Recovery — scenario router¶

A short list of "something broke; what do I do?" with pointers to the canonical procedure for each scenario. Most of the actual content lives in the Backup & Recovery, Rebuild Checklist, or the ZFS Operations / Troubleshooting pages — this page is the way in.

Pick your scenario¶

Scenario	First action	Canonical procedure
Accidentally deleted a file or directory	Find the most recent snapshot, copy it back	ZFS Snapshots -> Reading from a snapshot
Bad service upgrade — Nextcloud / Authentik / etc.	Stop service, rollback its dataset, restart	Docker Integration -> Snapshot before risky operations
Bad VM-side change — Windows Update broke the guest	Stop VM, rollback its dataset, start	VM Storage -> When the VM corrupts its filesystem
Container won't start	`docker compose down && up --force-recreate` — data is on ZFS, not in the container	Docker Integration
ZFS pool reports DEGRADED / disk error	Read `zpool status -v`, plan disk replacement	ZFS Operations -> Disk replacement
ZFS pool won't import after reboot	Manual `zpool import`, check zfs-import services	ZFS Troubleshooting -> I rebooted and the pool isn't there
Host OS broken; ZFS pool fine	Reinstall Ubuntu, re-import pool, restore services	Rebuild Checklist
Disk failure on the no-redundancy pool	Replace disk, restore from off-host backup	Backup & Recovery -> Off-site target + Rebuild Checklist
Pool metadata corruption (FAULTED)	Try read-only import; rewind with `-F`; restore from backup if needed	ZFS Troubleshooting -> Pool is FAULTED / UNAVAIL
Lost ZFS encryption passphrase	No recovery is possible	ZFS Encryption -> Lost passphrase
Database (Postgres / MariaDB) corruption	Rollback DB dataset, or restore from SQL dump	See Database from snapshot below
Forgot SSH access (locked out)	Console-rescue path or single-user GRUB boot	See Locked-out recovery below
Tailscale stopped working	Re-auth, check ACLs	Tailscale Troubleshooting

Database from snapshot or SQL dump¶

Two paths depending on what's available.

From ZFS snapshot (fastest)¶

# Stop the container so it isn't writing during rollback
cd /path/to/compose/dir
docker compose stop postgres

# Rollback the DB dataset
sudo zfs rollback tank/db/postgres@before-upgrade-2026-05-17

# Start again
docker compose start postgres
docker compose logs --tail=50 postgres

The rollback is point-in-time-consistent (matches the txg at which the snapshot was taken). Postgres will recover from its WAL on next start.

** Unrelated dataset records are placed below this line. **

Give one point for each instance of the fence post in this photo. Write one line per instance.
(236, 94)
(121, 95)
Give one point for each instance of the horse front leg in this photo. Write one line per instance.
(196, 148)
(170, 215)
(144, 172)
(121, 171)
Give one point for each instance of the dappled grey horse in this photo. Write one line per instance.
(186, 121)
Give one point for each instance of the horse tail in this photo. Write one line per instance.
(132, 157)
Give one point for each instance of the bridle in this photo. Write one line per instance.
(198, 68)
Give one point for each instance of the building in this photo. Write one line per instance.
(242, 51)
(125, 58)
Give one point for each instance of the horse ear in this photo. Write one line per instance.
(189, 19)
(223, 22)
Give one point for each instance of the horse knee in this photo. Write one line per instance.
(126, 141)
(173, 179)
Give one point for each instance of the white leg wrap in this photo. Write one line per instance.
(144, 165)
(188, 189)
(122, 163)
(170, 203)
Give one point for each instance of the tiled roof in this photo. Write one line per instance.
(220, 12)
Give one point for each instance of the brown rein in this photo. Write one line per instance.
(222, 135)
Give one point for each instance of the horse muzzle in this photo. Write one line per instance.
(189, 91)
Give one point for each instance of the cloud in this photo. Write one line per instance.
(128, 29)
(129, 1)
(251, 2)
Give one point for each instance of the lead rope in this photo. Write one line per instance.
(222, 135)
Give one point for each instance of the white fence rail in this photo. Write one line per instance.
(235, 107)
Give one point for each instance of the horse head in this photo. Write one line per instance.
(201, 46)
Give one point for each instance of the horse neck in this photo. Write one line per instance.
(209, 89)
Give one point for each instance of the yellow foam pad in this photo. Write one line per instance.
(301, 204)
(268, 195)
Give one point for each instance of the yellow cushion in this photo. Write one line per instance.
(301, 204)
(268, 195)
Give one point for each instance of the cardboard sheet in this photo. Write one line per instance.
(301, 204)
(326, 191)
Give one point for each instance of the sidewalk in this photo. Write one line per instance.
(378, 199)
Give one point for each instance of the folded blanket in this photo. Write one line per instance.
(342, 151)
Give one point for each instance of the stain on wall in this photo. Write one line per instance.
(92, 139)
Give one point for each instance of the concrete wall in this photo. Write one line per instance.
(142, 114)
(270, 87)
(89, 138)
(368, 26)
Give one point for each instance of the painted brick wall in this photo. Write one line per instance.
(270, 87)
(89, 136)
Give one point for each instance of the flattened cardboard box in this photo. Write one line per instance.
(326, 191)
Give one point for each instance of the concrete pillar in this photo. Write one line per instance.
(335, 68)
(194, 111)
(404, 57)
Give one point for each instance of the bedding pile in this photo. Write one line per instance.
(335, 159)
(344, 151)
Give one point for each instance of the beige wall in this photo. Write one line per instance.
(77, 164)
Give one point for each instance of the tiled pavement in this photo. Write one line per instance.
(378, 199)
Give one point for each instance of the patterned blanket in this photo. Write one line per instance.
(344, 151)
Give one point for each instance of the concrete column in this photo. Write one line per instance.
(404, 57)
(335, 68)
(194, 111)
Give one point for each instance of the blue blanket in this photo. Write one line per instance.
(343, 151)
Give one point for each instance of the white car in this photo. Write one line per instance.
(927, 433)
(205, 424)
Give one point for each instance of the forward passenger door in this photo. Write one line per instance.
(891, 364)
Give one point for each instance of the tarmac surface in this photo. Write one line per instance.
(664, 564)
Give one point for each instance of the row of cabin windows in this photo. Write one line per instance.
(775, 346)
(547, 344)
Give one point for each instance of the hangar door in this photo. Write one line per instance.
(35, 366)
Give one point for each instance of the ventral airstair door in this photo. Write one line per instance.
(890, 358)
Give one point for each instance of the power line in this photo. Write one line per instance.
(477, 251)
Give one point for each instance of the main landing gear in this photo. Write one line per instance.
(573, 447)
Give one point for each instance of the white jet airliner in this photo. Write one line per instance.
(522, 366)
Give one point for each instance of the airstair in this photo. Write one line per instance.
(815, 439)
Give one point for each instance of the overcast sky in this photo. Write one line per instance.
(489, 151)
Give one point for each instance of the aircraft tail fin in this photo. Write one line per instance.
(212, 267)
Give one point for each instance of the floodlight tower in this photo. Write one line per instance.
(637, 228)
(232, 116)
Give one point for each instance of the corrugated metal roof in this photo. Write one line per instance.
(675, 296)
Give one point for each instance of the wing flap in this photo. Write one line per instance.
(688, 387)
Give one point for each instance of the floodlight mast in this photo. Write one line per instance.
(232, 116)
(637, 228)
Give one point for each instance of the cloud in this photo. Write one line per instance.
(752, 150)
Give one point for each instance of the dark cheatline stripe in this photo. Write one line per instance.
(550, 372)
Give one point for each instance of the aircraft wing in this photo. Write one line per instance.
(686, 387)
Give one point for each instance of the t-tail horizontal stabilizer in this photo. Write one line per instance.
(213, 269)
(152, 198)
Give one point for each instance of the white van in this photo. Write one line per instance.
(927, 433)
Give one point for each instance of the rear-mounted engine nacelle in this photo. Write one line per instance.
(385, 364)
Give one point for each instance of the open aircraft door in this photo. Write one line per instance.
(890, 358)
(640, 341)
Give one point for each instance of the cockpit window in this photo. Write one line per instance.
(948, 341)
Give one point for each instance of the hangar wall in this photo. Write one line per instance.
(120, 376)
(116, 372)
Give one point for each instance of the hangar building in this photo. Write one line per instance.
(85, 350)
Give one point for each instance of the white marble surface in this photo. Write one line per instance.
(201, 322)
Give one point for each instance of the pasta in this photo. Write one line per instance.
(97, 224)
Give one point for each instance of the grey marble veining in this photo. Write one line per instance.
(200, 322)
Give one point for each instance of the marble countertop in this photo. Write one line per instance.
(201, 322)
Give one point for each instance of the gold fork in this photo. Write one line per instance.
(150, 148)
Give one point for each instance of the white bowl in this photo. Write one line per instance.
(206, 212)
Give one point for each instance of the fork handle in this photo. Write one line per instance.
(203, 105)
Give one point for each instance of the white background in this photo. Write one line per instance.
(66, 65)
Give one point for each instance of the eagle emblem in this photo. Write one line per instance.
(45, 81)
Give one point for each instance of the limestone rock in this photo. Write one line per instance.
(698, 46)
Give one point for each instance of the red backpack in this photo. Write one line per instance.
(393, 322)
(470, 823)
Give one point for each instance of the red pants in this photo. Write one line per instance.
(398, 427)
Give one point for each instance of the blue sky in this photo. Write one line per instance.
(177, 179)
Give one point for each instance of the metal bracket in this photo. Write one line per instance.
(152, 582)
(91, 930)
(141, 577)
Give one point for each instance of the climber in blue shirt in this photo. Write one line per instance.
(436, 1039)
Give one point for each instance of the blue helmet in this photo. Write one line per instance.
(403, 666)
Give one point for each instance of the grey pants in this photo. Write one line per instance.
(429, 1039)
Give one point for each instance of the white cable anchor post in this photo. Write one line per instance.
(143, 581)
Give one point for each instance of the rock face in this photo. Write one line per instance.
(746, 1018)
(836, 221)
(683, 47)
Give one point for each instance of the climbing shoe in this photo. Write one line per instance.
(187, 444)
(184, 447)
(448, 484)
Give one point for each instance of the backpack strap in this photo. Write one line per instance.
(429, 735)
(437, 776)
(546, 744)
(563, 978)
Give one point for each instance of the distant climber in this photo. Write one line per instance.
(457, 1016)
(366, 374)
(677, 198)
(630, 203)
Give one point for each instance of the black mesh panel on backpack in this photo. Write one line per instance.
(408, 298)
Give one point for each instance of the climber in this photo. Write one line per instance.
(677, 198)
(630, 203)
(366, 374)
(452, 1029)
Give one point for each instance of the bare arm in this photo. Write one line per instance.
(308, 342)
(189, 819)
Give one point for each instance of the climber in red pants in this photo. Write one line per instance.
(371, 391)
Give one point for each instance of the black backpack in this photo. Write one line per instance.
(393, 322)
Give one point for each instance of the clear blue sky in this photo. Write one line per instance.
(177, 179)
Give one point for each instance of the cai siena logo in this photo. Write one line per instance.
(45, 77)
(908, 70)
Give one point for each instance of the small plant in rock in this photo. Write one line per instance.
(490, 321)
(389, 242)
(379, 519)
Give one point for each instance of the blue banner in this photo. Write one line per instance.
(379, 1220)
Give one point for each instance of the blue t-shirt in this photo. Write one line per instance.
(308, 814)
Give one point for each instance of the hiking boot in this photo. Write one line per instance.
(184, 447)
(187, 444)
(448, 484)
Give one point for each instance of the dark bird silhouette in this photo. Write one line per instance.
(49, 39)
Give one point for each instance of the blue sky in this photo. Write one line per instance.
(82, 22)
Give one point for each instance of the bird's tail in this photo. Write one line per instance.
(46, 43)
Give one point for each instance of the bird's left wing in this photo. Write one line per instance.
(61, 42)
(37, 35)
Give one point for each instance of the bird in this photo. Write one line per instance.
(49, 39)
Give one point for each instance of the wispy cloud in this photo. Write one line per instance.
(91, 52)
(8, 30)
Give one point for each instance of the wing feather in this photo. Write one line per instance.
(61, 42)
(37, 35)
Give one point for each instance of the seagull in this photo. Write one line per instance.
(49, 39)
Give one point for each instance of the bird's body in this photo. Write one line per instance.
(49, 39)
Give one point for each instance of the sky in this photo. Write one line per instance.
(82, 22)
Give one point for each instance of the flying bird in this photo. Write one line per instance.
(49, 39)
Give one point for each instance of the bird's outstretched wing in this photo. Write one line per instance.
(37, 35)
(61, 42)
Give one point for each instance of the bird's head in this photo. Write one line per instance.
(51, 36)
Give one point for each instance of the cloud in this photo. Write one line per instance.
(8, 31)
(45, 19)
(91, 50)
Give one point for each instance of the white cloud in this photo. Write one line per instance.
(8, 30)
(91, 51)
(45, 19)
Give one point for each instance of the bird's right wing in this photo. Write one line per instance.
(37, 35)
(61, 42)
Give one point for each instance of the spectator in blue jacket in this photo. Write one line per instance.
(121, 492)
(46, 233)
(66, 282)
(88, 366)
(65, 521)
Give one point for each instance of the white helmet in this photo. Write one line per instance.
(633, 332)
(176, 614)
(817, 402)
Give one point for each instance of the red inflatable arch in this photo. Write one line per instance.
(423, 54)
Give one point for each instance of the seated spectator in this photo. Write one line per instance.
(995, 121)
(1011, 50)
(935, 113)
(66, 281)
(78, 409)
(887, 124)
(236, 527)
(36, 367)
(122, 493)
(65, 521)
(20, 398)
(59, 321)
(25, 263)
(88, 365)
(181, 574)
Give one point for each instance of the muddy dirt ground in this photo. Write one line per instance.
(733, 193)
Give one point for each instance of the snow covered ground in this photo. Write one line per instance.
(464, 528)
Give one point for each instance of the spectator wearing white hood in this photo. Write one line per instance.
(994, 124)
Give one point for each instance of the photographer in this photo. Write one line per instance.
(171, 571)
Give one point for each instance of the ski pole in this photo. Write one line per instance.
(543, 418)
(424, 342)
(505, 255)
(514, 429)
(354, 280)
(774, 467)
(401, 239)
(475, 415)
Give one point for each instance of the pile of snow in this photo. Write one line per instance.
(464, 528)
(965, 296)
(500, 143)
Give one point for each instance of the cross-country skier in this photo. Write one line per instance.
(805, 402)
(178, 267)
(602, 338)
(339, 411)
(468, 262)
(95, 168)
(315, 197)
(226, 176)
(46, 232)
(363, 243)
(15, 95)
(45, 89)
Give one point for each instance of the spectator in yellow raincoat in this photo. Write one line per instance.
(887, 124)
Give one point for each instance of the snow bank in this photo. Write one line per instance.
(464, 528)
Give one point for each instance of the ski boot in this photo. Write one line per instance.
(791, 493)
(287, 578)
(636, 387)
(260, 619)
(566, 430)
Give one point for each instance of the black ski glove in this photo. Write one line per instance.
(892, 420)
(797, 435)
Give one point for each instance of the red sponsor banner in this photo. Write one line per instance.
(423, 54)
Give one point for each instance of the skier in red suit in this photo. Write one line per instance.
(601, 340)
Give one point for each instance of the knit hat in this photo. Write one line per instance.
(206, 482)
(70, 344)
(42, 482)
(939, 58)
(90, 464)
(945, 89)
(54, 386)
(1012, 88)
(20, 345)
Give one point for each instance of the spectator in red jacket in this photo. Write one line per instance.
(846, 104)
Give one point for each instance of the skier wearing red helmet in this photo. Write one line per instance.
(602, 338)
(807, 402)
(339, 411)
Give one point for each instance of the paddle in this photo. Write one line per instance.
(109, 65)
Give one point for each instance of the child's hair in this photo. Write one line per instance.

From SQL dump (slower, more portable)¶

If you took a pg_dump / mysqldump before the bad change:

# Postgres
docker exec -i postgres-container psql -U user database < /mnt/tank/backups/db-2026-05-17.sql

# MariaDB / MySQL
docker exec -i mariadb-container mysql -u root -p database < /mnt/tank/backups/db-2026-05-17.sql

For Postgres specifically, use pg_restore for custom-format dumps:

docker exec -i postgres-container pg_restore -U user -d database < /mnt/tank/backups/db.dump

Locked out of SSH¶

If ssh user@host stops working after a config change:

Try from a different source IP / Tailscale. Lockouts (e.g. fail2ban, pam_faillock) are usually per-source IP.
Reach the box on its single HDMI output + keyboard. Use a recovery shell to undo the change:

# Reset PAM faillock for root (and others)
sudo faillock --user root --reset

# Or roll back ssh config
sudo cp /etc/ssh/sshd_config.bak /etc/ssh/sshd_config
sudo systemctl restart ssh

3. Boot via GRUB recovery mode if the SSH service won't start. Edit the kernel cmdline at GRUB to append single or init=/bin/bash, drop to a root shell, fix the config. 4. As a last resort, boot from a Ubuntu live USB, mount the root filesystem, and edit /etc/ssh/sshd_config directly.

See PAM -> Recovery if root gets locked out for the faillock specifics.

Recovery drill schedule¶

Pick a cadence and stick to it. Skipping drills is how you find out your backups didn't actually work the day you really need them.

Monthly: restore a single file from the most recent snapshot. Five minutes.
Quarterly: clone a dataset to a new mountpoint and start the service against it — verifies the snapshot is actually usable, not just present.
Quarterly: test the off-site backup by listing it and restoring one file.
Annually: walk through the Rebuild Checklist on spare hardware or a VirtualBox lab (see ZFS VirtualBox Lab). Time how long it takes; that's your real RTO.

A drill that doesn't end in "I successfully read the data" doesn't count.